Tuesday, December 27, 2022

#362 / Come Back In September

 

That's Elizabeth Hardwick on the right. She was an American writer who also taught writing seminars at both Barnard College and Columbia University's School of the Arts. On the left is Darryl Pinckney, also a writer. Pinckney was one of Hardwick's students, and he has written a book about Hardwick, Come Back In September. I haven't read Pinckney's book, but I much enjoyed the book review published in The Wall Street Journal.

According to that review, it was Hardwick's belief that "one's life and autobiography are intrinsically tied to what one has read." Again, citing to the review of Pinckney's book, Hardwick also believed that "one's life and autobiography are intrinsically tied to the people you have been fortunate enough to know."

I am in profound agreement with these two, quite compatible, observations. Therefore, let me express, here, my gratitude for having been exposed to the literary works of Søren Kierkegaard, Hannah Arendt, and Bob Dylan. And with respect to the people I have been fortunate to know, let me express my thanks to my parents, Philips and Alma Patton, to my wife, Marilyn Dilworth Patton, and to my two children, Sonya and Philips (and my three grandchildren, too: Dylan, Delaney, and Jay). I should also list my friend from my undergraduate years at Stanford, Larry Spears (now augmented by an entire contingent of Spears and Spears-contingent people whom I see most Sundays, as we all call in from Arizona, Duluth, New York City, Woodside, San Jose, Santa Cruz, and other places around the nation). I definitely have to name both Denise and Alan Holbert, too, who asked me to run for the Board of Supervisors in 1974. And let me add Andy Schiffrin, who, with Denise, worked in the office of the Third District Supervisor during my twenty years in office. I am leaving some pople out! This is, absolutely, only a very "partial list" of those whom I acknowledge, deep in my heart, as having made my life worthwhile, and full of joy.

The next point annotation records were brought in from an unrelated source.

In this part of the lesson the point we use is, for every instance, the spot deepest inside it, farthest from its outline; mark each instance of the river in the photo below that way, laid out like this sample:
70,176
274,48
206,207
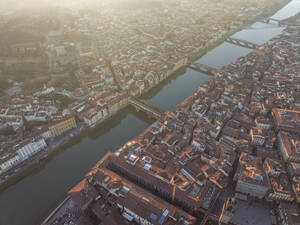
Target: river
31,198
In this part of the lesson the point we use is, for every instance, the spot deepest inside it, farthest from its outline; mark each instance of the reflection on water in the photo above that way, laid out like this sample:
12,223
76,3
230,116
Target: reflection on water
27,201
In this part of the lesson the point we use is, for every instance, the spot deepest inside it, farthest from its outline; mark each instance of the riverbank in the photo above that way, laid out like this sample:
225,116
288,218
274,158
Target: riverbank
28,169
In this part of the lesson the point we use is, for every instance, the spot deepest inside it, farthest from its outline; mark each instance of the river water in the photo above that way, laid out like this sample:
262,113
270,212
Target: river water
31,198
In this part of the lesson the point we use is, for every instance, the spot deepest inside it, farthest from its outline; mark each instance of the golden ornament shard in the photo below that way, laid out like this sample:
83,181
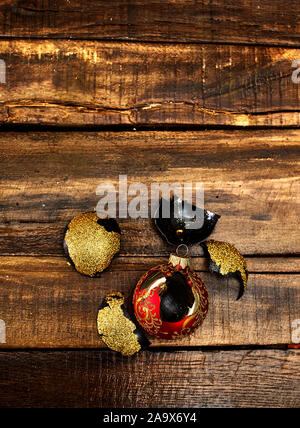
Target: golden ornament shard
117,331
225,259
91,242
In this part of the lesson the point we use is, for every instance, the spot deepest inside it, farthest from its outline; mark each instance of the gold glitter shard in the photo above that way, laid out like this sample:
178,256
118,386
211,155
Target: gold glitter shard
116,330
90,246
228,260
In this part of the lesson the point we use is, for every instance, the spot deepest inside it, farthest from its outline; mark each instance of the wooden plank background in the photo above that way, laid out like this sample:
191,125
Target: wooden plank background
162,92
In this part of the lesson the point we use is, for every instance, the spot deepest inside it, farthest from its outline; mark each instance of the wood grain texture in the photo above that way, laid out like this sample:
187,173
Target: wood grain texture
251,179
245,378
47,304
64,82
256,22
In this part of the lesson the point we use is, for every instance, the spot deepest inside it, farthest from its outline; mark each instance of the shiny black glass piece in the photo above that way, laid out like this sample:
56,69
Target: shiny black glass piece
184,224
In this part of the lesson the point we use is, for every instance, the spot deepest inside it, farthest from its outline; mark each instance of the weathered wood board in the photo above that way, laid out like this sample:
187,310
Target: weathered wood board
46,303
241,378
251,178
274,22
85,83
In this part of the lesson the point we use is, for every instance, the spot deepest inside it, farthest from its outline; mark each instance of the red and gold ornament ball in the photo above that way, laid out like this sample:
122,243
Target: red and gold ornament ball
171,300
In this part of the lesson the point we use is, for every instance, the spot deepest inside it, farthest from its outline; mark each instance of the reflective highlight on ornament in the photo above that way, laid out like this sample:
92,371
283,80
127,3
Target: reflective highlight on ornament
91,242
115,327
183,225
226,260
170,301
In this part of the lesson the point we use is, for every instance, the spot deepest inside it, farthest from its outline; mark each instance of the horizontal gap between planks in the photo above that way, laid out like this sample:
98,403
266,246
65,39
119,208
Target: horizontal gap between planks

I really do look back on "a life and autobiography" that makes me grateful to have been alive. That Come Back In September book review, in The Wall Street Journal, convinced me that I ought to acknowledge that fact "out loud," and to say how truly grateful I am to all those whom I have been so privileged to have known, admired, and loved. 
 
In books, and songs, and real life: Thank you!